Anlässlich des 500 Jahrestages der "Entdeckung" Amerikas, wurde in den Kinos so mancher Film über dieses historische Ereignis veröffentlicht. Den besten Film jedoch produzierte Ridley Scott mit einem wahren Epos. 1492 der schlichte Titel eines bewegenden Kinofilmes. Gerard Depardieu als Kolumbus und Sigourney Weaver als Königin Isabell von Spanien, waren eine brillante Besetzung für diesen Film. Noch besser war jedoch die musikalische Untermalung des Films. Vangelis hat da ein Meisterwerk geschaffen. Es ist für mich der beste Soundtrack, den es jemals gab. Zu dem Soundtrack gibt es eine kleine Anekdote. Da es eine amerikanische Produktion war und das Gros der Schauspieler auch nur englisch sprach, der Film aber an Authenzität nicht zu überbieten sein sollte, wurde der Versuch unternommen, die Vocals in den Musikstücken Lateinisch zu intonieren. Dieses schlug jedoch gänzlich fehl. Musik und Gesang passten absolut nicht zusammen. Die Lateiner waren nun einmal nicht auf einen Vangelis eingerichtet. Daher verwendete Vangelis wohlklingende Phantasiewörter und gestaltete so einen "Text". Er war harmonisch anzuhören und wurde auch von einigen Spezialisten vermeintlich übersetzt. Es gab nur nicht zu Übersetzen. "So le lo mi so mi so" ergibt keinen Sinn. Diese Wörter sind zwar melodisch, aber ohne Inhalt. Vangelis soll sich schlapp gelacht haben.

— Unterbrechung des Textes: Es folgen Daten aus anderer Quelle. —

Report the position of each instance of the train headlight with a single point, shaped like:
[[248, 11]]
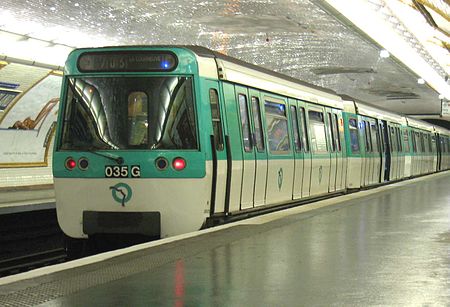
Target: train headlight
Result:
[[161, 163], [179, 164], [70, 163], [83, 164]]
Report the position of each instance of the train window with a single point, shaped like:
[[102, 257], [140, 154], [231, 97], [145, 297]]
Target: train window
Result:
[[258, 124], [216, 122], [303, 129], [374, 136], [318, 138], [277, 127], [245, 123], [354, 138], [294, 123], [406, 140], [336, 132], [332, 132], [108, 113], [137, 118]]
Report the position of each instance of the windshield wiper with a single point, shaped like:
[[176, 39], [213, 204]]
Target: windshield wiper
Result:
[[119, 160]]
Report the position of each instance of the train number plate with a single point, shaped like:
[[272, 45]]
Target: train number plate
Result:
[[122, 171]]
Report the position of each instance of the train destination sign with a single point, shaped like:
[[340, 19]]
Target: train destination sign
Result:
[[111, 61]]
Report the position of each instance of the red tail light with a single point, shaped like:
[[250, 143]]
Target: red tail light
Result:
[[70, 163], [179, 164]]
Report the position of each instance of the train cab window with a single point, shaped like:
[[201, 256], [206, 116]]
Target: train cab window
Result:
[[245, 123], [137, 119], [354, 138], [332, 132], [258, 124], [303, 129], [277, 127], [294, 123], [337, 137], [318, 138], [216, 122]]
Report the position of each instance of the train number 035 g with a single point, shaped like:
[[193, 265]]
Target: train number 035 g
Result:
[[122, 171]]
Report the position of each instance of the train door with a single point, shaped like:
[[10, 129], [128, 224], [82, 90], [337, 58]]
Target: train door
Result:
[[259, 195], [380, 136], [248, 150], [338, 129], [219, 152], [280, 166], [332, 148], [307, 158], [298, 150], [364, 149], [320, 165], [393, 148], [387, 150], [375, 157]]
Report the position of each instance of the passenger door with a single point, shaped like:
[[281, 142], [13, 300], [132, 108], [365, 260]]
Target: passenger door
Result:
[[248, 150], [259, 196], [218, 150]]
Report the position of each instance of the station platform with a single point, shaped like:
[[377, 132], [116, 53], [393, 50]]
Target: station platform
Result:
[[385, 246]]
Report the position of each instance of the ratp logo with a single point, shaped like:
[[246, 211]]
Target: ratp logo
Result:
[[121, 193]]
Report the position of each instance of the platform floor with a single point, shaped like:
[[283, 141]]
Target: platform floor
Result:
[[389, 246]]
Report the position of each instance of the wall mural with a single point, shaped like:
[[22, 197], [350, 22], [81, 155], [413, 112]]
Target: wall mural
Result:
[[28, 125]]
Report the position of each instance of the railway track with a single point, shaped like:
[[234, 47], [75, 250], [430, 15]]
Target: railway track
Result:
[[29, 240], [32, 261]]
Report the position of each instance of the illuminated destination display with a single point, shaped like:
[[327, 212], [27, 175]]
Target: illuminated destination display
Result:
[[127, 61]]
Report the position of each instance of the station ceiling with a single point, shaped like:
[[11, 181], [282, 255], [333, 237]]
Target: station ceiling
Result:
[[300, 38]]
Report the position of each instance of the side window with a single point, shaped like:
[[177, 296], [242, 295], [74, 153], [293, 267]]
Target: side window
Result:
[[354, 138], [137, 119], [318, 138], [258, 124], [245, 123], [277, 127], [294, 123], [304, 129], [215, 114]]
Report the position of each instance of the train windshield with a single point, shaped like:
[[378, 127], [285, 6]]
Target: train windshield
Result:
[[103, 113]]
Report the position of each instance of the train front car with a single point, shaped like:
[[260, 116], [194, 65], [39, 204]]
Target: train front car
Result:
[[128, 156]]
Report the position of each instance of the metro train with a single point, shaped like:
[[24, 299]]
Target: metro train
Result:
[[163, 140]]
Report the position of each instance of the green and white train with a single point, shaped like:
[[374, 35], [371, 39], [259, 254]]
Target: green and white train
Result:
[[164, 140]]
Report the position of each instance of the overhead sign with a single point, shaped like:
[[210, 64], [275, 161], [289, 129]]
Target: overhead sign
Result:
[[115, 61]]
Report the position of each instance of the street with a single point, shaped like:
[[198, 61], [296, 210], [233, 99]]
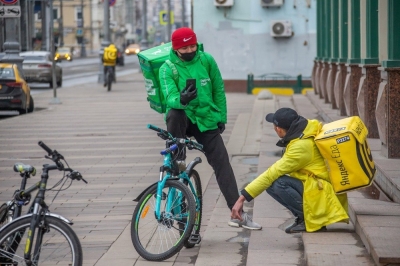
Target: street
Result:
[[85, 70]]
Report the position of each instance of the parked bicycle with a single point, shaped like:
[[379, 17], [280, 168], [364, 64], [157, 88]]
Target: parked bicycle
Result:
[[41, 237], [168, 214], [109, 77], [13, 208]]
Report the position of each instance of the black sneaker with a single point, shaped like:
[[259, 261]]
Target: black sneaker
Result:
[[297, 220]]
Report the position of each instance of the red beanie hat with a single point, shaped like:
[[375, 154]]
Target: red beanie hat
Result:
[[183, 37]]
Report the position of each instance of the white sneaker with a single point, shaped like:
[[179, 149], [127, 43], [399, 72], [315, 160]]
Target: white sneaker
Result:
[[246, 222]]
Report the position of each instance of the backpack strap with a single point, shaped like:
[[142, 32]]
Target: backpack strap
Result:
[[204, 62], [175, 74]]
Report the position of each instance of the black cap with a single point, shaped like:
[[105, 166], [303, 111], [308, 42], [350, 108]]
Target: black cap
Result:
[[282, 118]]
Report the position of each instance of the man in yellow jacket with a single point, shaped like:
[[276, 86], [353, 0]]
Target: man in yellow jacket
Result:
[[110, 60], [299, 180]]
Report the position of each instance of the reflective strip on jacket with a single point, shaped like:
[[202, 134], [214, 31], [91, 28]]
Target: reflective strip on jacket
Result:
[[209, 107], [302, 160]]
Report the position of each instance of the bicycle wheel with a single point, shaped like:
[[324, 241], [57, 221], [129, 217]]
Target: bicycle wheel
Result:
[[109, 80], [159, 240], [59, 244], [3, 214], [196, 182]]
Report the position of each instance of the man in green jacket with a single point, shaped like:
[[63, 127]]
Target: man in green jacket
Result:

Zu der CD: 12 Stücke sind auf der Sountrack-CD vorhanden. Opening Conquest to Paradise Monastery of la Rabida City of Isabel Light and Shadow Deliverance West across the Ocean Sea Eternity Hispanola Moxica and the Horse Twenty Eight Parallel Pinta, Nina, Santa Maria ( into Eternity )

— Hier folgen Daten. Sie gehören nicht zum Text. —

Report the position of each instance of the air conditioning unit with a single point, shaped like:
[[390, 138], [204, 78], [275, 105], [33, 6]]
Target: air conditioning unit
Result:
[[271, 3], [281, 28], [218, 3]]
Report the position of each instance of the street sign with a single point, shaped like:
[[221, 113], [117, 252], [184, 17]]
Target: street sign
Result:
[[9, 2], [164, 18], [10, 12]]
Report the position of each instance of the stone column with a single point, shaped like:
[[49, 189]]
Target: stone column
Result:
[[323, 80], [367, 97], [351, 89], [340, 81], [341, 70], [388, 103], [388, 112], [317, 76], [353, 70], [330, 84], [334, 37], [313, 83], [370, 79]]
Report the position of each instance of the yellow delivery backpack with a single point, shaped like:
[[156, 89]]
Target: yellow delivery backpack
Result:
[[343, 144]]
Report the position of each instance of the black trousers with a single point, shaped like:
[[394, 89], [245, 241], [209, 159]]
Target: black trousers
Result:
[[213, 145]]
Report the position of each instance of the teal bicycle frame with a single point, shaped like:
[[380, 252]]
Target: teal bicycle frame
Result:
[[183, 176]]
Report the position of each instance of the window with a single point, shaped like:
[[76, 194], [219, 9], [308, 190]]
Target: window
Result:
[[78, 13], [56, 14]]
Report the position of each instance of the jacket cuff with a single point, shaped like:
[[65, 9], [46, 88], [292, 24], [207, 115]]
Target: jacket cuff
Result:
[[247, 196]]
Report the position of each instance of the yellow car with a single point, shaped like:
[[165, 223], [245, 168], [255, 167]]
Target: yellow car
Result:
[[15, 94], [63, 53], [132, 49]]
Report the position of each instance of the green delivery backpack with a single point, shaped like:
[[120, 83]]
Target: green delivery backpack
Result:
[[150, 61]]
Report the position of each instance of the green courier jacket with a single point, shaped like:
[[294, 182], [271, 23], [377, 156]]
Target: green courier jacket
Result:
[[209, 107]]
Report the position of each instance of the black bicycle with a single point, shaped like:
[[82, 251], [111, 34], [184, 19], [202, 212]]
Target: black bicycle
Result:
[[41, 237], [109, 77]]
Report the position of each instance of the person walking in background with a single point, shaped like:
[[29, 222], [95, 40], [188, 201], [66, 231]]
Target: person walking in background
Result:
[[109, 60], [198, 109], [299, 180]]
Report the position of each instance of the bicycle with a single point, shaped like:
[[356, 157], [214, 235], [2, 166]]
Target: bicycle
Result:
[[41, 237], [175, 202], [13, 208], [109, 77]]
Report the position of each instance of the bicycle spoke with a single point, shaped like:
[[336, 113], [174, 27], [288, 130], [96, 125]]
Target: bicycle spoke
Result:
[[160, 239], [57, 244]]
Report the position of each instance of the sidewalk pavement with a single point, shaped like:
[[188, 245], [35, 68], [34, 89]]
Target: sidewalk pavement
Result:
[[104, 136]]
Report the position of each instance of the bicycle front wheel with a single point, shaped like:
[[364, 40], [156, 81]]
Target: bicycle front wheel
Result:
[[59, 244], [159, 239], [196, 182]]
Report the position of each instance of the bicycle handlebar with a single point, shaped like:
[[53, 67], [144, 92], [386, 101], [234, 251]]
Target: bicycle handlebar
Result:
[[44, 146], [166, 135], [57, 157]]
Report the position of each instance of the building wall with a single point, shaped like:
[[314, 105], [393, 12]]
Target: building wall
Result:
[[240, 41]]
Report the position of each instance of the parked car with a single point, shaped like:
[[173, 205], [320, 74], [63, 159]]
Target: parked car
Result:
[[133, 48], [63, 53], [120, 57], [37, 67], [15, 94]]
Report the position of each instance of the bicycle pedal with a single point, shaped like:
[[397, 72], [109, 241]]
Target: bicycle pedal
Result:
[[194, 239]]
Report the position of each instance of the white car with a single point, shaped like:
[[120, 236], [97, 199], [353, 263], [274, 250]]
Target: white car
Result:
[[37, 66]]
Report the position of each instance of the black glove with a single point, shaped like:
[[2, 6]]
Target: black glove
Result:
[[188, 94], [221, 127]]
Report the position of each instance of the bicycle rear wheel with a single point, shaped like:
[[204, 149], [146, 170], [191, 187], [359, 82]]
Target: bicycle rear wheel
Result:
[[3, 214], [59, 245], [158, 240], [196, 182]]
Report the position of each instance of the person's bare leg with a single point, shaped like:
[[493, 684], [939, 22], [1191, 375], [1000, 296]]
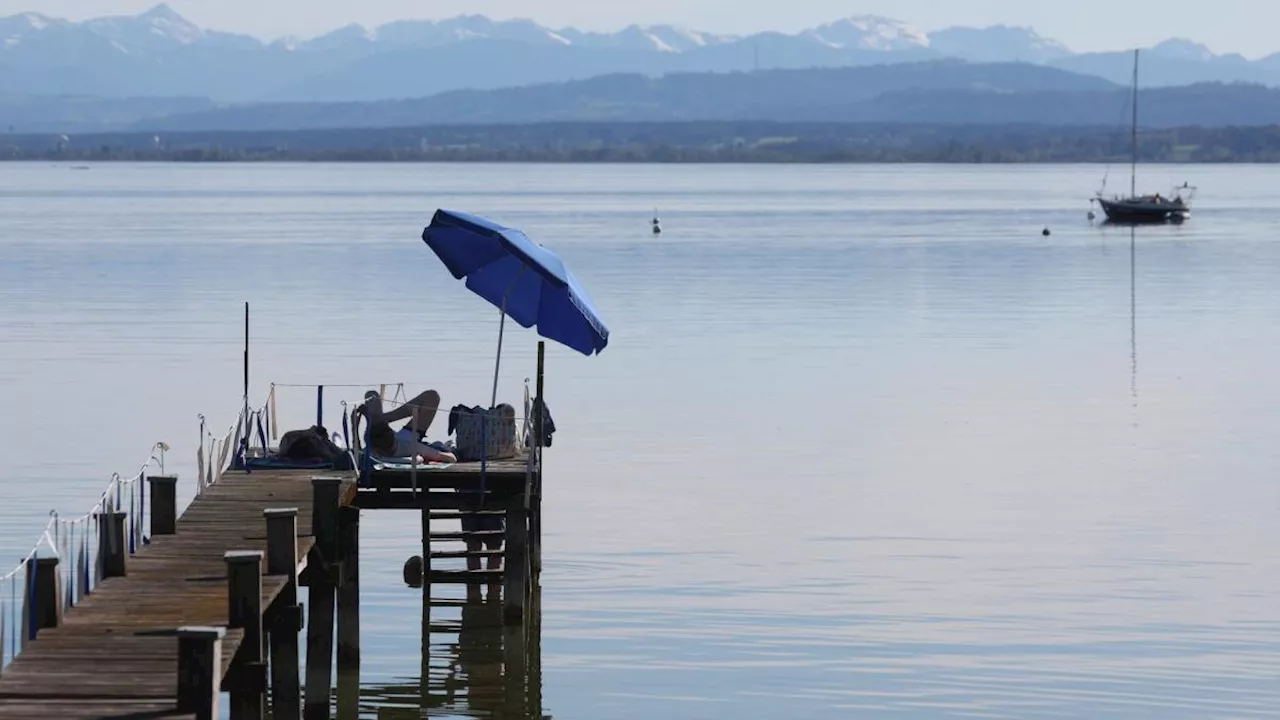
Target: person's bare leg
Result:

Wer den Film gesehen hat, wird die einzelnen Musikstücke gut zuordnen können. Wer ihn versäumt hat, kann sich durchaus, erzählt man grob die Handlung, vorstellen, welches Stück zu welchem Abschnitt des Films gehört. Sei es nun der Aufbruch der kleinen Flotte oder die erste Landung uaf Hispaniola. Selbst das Stück -Moxica and the Horse- wird man zwangsläufig mit dem späteren Gegenspieler des Kolumbus in Verbindung bringen. Erinnert sich jemand an die Szene? Moxica landet mit einem schwarzen, feurigen Hengst auf der Insel an und lässt das Tier zwischen den verschreckten Eingeborenen steigen und tänzeln. Ein echt tolles Pferd, tolle Szene und eine tolle Musik. Vangelis arbeitet sehr viel mit dem Synthesizer. Wer aber elektronische Musik, so wie bei Kitaro, erwartet wird enttäuscht sein. Viele Naturlaute und weiche Klänge finden sich in den Stücken Vangelis wieder. Natürlich schwingt auch hier das Hauptthema der CD wieder und wieder durch die einzelnen Stücke durch. Es ist fast wie eine Welle, welche sich erhebt und wieder in den Tiefen der Musikstücke versinkt, um dann erneut hervor zu steigen. Einfach traumhaft.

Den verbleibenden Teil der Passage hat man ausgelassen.